I just watched a wonderful old movie a few nights ago, a coming-of-age film that showed the relationship a well-meaning father had with his son, a high school senior.
The dad was successful in business and wanted the same life for his child. However, his son repeatedly told him he wanted to be a rancher—to make his living off of a farm—and was not interested in higher education. Still, his dad pushed him to attend an Ivy League college.
The son went on to an Ivy League school but performed miserably there. He simply wasn’t interested in the career path his father had charted for him. Eventually, he left the school without graduating and became a rancher as he had always wanted to be. The film ended showing the young man married with a toddler and another child on the way. He appeared happy and successful.
All good parents and guardians want their children to be happy and to succeed in their careers. But some parents go wrong when, like the father in the movie, they believe that the things that make them happy will make their children feel the same.
Parents, you are to be commended for wanting the best for your children. But part of wanting the best for them involves helping them achieve the kind of success they want, which may be very different from your expectations for them.
Everyone has unique talents and gifts. Your child’s talents and interests may be 180 degrees different from yours. Keep that in mind as you play the supporting role to help them achieve their career dreams. If you try to put them on the career track of your choice, they may, like the young man in the movie, wind up going back to their original career dream (after having wasted time and your money pursuing your dream).

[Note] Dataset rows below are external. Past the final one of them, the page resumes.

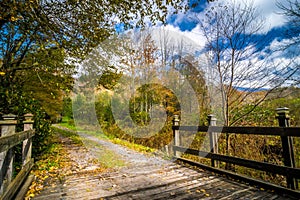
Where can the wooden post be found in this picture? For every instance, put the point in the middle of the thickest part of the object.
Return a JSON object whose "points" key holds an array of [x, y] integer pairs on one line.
{"points": [[176, 135], [8, 127], [27, 144], [287, 144], [213, 138]]}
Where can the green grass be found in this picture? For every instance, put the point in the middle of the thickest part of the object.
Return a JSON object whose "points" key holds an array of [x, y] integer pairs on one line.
{"points": [[70, 134], [137, 147]]}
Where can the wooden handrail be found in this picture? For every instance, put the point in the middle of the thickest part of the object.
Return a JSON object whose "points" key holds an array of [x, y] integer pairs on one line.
{"points": [[7, 142], [284, 131], [275, 131]]}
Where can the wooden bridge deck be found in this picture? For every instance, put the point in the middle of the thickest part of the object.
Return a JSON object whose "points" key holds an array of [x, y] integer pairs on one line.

That said, here are a few ways you can support your child’s career journey:
Give your child room to explore his or her interests. For example, you may want your teenager to join the football team, but if he wants to join the school’s dance troupe instead, don’t stand in his way. Don’t be a roadblock to his or her journey to learning about themselves, their interests, and what they’re good at doing.

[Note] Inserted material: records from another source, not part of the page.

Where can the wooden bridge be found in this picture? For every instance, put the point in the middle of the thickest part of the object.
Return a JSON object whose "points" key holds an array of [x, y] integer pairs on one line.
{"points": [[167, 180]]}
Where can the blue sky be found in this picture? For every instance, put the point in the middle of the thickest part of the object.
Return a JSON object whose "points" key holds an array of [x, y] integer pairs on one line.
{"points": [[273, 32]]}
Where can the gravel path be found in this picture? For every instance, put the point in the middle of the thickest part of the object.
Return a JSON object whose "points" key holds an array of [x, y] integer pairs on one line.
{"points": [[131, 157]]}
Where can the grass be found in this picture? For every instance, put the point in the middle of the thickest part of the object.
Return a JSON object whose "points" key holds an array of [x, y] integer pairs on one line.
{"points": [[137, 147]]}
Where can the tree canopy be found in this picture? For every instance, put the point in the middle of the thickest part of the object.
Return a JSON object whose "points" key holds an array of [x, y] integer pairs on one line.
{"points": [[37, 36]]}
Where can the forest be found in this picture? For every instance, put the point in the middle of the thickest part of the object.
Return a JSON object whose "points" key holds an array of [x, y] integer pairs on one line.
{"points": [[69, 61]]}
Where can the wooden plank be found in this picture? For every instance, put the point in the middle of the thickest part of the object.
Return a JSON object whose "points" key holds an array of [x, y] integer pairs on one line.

Buy them books and magazine subscriptions that provide insight into careers they’re considering. Keep the information flowing so your child can stay up to date on the latest changes in his or her dream career. This will allow them to find out if their hoped-for career is on the decline, on the rise, or holding steady—and if they want to continue to pursue it.
Provide them opportunities that will expose them to their interests. If they want to be a writer, see if the local newspaper will allow them to shadow a reporter for a day. If they want to be a dancer, take them to a dance show and request to speak with a dancer or choreographer backstage. If they want to be a doctor, ask your general practitioner if he or she would be willing to speak to your child about their profession.
Help your children identify and enroll in classes that can give them additional insight into the career path they are interested in. When your child takes such a class, he or she can pick up additional skills that may help them in the career later, or, by taking the class, they may discover they’re not as interested in the career as they’d thought.
Now, what if you’re a parent whose child has told you they want to be a movie star or play for the NBA, for instance? Well, it is definitely your place to inject realism into the conversation. Make sure your child knows the tough odds of achieving such careers, then show them additional career paths that would incorporate their interests. Whatever you say to them, say it in a positive manner and be upbeat.
For example, don’t tell them they’re crazy to aim for the NBA. Instead, you could say something like, “That’s an ambitious goal and says a lot about your enthusiasm for playing the sport. I’m so glad you love basketball! You know, most guys, even excellent players, don’t make it to the NBA though. And some who play get injured, and their careers end prematurely. You might be one of those who could beat the odds! But let’s explore some more career options that would allow you to pursue your sports career dream no matter what.”
In closing, you want the best for your children. One way you can give that to them: Help them get on the career path they’ll find happiness and success in. That involves encouraging them and also helping them be realistic. Parents and guardians, you’re definitely part of careering.